𝙌𝙪𝙚𝙟𝙖𝙨

 


Sobre quejas la existencia humana ha quedado edificada. El eco de un lamento universal que rebota en la materia y alcanza a estremecer incluso a los recién nacidos, quienes a instantes de su advenimiento lanzan el primero de sus gritos de inconformidad contra la vida que les espera. Así, en la medida en que adquieren el lenguaje verbal, las quejas toman la forma de oraciones complejas. En la medida en que la conciencia se desarrolla, no así que se expande, la tendencia natural al desorden vuelve los pensamientos quejosos más fuertes e incontrolables, cuál embravecido enjambre de avispas. 

 

El hábito de la queja muta con cada estación de la vida hasta que se vuelve una extensión de la personalidad.

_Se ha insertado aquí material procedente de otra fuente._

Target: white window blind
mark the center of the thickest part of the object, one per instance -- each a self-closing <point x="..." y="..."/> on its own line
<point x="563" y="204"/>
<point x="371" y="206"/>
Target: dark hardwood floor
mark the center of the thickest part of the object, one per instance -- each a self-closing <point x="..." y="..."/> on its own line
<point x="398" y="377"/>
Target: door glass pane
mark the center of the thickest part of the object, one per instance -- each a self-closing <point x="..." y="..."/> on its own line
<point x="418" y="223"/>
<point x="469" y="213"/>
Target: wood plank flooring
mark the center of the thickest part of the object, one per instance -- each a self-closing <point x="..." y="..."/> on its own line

Comienza con simplicidades y caprichos en edades tempranas que a menudo no son corregidas, porque nadie ve importancia en ello cuando hay tanto más por lo cual quejarse. No forma parte de la educación del hogar el inculcar el agradecimiento, sino el dar las gracias, que en nada comparten similitudes. Ese monstruo quejoso, que comienza siendo una larva, se vuelve un peso aplastante sobre los hombros, que dificulta la postura erguida y el marchar ligero. Echa raíces profundas como árbol milenario, por lo que resulta doloroso arribar a una resolución a mitad del camino. Se siente como abandonar la identidad propia, cuando al sacar una de ellas queda un espacio vacío que no sabemos con qué llenar.